Exploring the Implicit Semantic Ability of Multimodal Large Language Models: A Pilot Study on Entity Set Expansion
Hebin Wang, Yangning Li, Yinghui Li, Hai-Tao Zheng, Wenhao Jiang, Hong-Gee Kim
TL;DR
This work probes the implicit semantic reasoning of multimodal LLMs through the MESE task and presents LUSAR, a two-stage framework that first generates candidate entities under a prefix-tree constraint and then employs a listwise ranking prompting to derive a global ranking from multiple short lists. A listwise fine-tuning stage with LoRA, guided by GPT-4-generated data and safety-enhancing data, further strengthens ranking robustness. Experiments on the MESED dataset show that multimodal LLMs outperform unimodal baselines, and the LUSAR framework yields substantial gains in MESE metrics, representing the first application of generative MLLMs to ESE and extending listwise ranking to large models. The approach offers a practical pathway to unlock implicit semantic reasoning in cross-modal retrieval and related expansion tasks, with broad implications for downstream recommendations and semantic understanding.
Abstract
The rapid development of multimodal large language models (MLLMs) has brought significant improvements to a wide range of tasks in real-world applications. However, LLMs still exhibit certain limitations in extracting implicit semantic information. In this paper, we apply MLLMs to the Multi-modal Entity Set Expansion (MESE) task, which aims to expand a handful of seed entities with new entities belonging to the same semantic class, and multi-modal information is provided with each entity.

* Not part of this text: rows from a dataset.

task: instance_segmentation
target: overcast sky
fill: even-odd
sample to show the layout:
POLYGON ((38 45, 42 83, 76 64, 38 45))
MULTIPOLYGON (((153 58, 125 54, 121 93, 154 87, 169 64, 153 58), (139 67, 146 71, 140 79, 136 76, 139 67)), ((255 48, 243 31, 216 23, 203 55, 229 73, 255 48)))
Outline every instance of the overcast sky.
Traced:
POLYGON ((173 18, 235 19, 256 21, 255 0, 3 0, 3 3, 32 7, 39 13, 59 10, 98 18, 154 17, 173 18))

We explore the capabilities of MLLMs to understand implicit semantic information at the entity-level granularity through the MESE task, introducing a listwise ranking method LUSAR that maps local scores to global rankings. Our LUSAR demonstrates significant improvements in MLLM's performance on the MESE task, marking the first use of generative MLLM for ESE tasks and extending the applicability of listwise ranking.